According to the UN Environment Programme, between 150 and 200 species are driven extinct – are killed – every day. What sense can you possibly make of that? The numbers are meaningless. By writing that story, Loss Soup, I suppose I was inventing a ritual that might make sense of such dizzying loss, a holding vessel to contain the numb disbelief I felt. The monotony of the intonations was more relatable than grief, and certainly easier on the soul. But beyond that, my reasons for writing the story were mysterious to me, as mutable and tricky to grasp as those faces around the table.
Recent years have seen a spate of fiction about climate breakdown, the loss of biodiversity, ecological crisis and collapse: Barbara Kingsolver’s Flight Behaviour; Jenny Offill’s Weather; John Lanchester’s The Wall; Richard Powers’ The Overstory; Ian McEwan’s Solar; Gregory Norminton’s The Devil’s Highway; Amitav Ghosh’s Gun Island; Kim Stanley Robinson’s The Ministry for the Future; and Jessie Greengrass’s The High House.
I have admired some of these stories immensely, others not so much.

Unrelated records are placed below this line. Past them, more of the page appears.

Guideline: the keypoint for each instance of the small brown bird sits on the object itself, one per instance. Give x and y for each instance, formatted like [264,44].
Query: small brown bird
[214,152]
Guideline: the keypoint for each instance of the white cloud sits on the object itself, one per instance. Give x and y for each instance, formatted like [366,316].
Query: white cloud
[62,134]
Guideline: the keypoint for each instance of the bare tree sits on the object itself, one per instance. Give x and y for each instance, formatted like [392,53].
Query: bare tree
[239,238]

At its best, fiction can touch the sides of the gaping hole that ecosystem collapse and extinction leave in my consciousness, briefly giving me a sense of bewildering vertigo. Again, at its best, it can help me glimpse the descent more clearly. At its worst it can be contrived, worthy or polemical, treating the death of the living world and the slow collapse of all we know as another ‘issue’ to be discussed, or a mere backdrop against which characters play out their human dramas. At its best it asks the right questions, unsettles, bears witness and provokes. At its worst it insists on conclusions and easy answers.
I believe that the messy sprawl of our times – the Anthropocene, or the Great Dying, or the Sixth Mass Extinction, or the Unravelling, or whatever else you want to call it – is simply too perplexing and vast for our imaginations to grasp. I have never subscribed to the view that writers, drone-like above the world, can see things that other mere mortals can’t see, transcending all imaginative limits. Writers are bound by the same inescapable physics as everyone else, breathing the same parts per million of carbon dioxide, buffeted by the same rising wind. Writers are as confused and lost as anyone in this strange weather.

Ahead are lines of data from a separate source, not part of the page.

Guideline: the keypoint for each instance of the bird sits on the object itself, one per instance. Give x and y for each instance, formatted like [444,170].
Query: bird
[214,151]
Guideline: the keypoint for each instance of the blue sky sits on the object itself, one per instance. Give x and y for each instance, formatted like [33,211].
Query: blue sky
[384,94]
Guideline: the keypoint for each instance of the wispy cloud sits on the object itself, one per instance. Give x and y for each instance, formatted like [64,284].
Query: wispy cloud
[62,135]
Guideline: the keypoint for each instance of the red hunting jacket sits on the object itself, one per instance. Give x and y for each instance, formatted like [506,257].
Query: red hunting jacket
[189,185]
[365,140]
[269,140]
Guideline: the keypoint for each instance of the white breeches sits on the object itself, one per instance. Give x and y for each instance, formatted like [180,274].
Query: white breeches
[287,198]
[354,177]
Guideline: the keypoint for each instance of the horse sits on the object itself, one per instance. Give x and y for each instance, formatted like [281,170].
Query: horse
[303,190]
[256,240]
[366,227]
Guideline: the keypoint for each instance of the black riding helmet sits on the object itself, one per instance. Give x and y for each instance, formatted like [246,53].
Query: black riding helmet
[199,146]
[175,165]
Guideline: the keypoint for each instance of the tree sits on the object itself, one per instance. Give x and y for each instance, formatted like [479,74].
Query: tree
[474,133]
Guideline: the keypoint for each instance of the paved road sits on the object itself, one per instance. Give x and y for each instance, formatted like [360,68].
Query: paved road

Good fiction, I think, acknowledges this. It does not wriggle out of the trouble. Perhaps good fiction writers – and certainly poets – should not fully understand what they write, or know where the story is leading them. Narratives are unstable these days, their arcs bent out of shape. As rapidly converging crises overwhelm our certainties, as trophic cascades and positive feedback loops make nonsense of the plot, who knows where the story we are telling ourselves will end?
I am not saying that fiction and storytelling cannot help us live our lives, or cannot be a useful guide through the darkening terrain ahead. I believe that they can – perhaps they are the only things that can – as long as we acknowledge that our guides are as lost as we are.
A young woman prepares to leave everything she has ever known. In this near future, you have a choice between ways of being human. Born into a sterile, techno-utopian city of machines, she has emigrated and adapted to the lifestyle of a peasant. Now she is leaving again in order to enter the wilderness, the uncut forest that lurks, unknown, on the far side of the wall. It is dawn. She lingers nervously. A door in the wall swings open. Beyond, she glimpses greenery. It is darker than she expected.
The woman does not know what is next. I do not know either. But fiction can be a door in that wall. And I am inviting you to step through.